Pada awal tahun ajaran ini, para siswa harus melakukan beberapa latihan tempat perlindungan bom karena pertempuran jarak dekat di wilayah tersebut.

“Para siswa sendiri, ini adalah kesempatan untuk keluar dari kelas matematika, kelas apa pun, Anda tahu, pergi nongkrong dengan teman-teman mereka. Tempat penampungan kami berfungsi sebagai tempat penampungan bagi siswa kelas tujuh dan delapan serta kelas enam, jadi banyak siswa di satu tempat ini,” kata Peretz. “Saya juga merasa, secara umum, itu tergantung pada berita apa yang ada, tetapi (…) kami menggunakan humor dengan siswa saya saat mengerjakan latihan ini, Anda tahu, untuk membuatnya menjadi pengalaman yang lebih ringan.”

Sekolah Dasar Zin mempekerjakan profesional kesehatan mental tambahan, dan para guru bekerja lembur untuk mencari cara membantu para siswa baik dalam hal akademis maupun perasaan mereka sendiri.

“Saya rasa tantangan terbesar sebagai guru tahun lalu adalah tidak patah semangat saat menerima berita buruk,” kata Peretz.

Para ahli mengatakan bahwa kematian dan kehancuran yang terjadi dalam konflik bersenjata sangat membekas, tetapi penting juga untuk tidak mengabaikan kerusakan yang diakibatkan oleh perang yang berlangsung sehari-hari.

Bahkan saat bom berjatuhan, para pendukung mengatakan sangat penting bagi guru untuk tetap mengajar, karena pendidikan yang baik menawarkan jalan terbaik ke depan baik bagi individu maupun masyarakatnya.

Frigenti menyoroti beberapa konsekuensi jangka panjang jika siswa tidak mengenyam pendidikan, seperti siklus kemiskinan dan berakhir pada pekerjaan bergaji rendah.

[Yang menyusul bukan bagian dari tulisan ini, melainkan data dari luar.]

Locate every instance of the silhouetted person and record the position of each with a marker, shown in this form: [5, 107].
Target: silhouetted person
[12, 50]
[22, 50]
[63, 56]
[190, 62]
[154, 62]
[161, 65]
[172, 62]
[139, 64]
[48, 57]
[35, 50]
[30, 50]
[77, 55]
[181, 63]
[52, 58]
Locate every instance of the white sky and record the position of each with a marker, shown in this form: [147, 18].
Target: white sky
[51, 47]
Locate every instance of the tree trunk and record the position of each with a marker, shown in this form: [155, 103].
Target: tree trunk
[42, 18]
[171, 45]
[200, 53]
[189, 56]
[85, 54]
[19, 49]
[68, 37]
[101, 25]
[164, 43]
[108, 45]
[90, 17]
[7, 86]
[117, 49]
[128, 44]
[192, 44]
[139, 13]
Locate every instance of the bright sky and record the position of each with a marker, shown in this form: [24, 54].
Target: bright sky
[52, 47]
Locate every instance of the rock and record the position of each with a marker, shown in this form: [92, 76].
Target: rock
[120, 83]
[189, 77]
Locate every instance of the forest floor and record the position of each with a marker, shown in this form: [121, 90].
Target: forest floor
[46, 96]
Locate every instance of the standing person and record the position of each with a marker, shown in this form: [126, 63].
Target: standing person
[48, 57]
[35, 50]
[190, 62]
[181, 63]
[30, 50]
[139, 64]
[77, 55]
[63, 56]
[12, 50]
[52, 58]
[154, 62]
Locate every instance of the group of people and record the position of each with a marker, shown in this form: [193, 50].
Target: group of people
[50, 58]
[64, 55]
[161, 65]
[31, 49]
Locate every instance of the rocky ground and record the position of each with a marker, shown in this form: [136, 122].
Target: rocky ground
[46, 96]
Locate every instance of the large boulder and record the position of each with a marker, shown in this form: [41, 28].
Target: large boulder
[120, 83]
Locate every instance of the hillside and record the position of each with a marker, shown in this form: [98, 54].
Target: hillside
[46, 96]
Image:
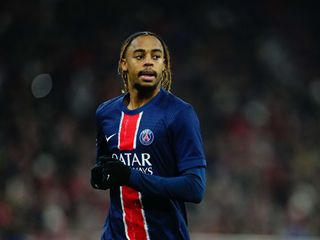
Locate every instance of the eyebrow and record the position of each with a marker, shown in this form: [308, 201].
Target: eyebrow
[143, 50]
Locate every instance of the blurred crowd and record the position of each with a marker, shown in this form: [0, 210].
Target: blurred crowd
[250, 69]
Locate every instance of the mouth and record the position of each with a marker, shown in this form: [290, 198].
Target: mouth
[147, 75]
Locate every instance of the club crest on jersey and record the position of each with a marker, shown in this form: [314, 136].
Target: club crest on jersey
[146, 137]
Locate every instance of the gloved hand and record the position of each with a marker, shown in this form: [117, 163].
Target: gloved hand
[109, 172]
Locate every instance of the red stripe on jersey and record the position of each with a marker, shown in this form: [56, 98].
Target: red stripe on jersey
[133, 214]
[128, 130]
[134, 219]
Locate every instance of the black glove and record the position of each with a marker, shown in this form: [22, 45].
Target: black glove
[109, 172]
[99, 175]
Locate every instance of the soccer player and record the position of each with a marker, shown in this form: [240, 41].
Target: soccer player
[149, 148]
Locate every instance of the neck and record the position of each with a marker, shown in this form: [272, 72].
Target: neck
[138, 98]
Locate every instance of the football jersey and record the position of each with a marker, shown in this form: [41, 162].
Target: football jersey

Bagi anak perempuan, dampaknya bisa berupa “nasib pernikahan dini,” yang berpotensi mencakup kehamilan di usia muda dan komplikasi kesehatan.

“Anda hanya bisa membayangkan dampak dari memiliki semua anak-anak yang tidak memiliki keterampilan, Anda tahu, yang akan tumbuh dan menjadi dewasa muda terhadap ekonomi negara mereka dan secara global, karena orang-orang ini, apa yang mereka lakukan? Mereka akan mencoba keluar dan mencari peluang yang lebih baik di tempat lain,” kata Frigenti.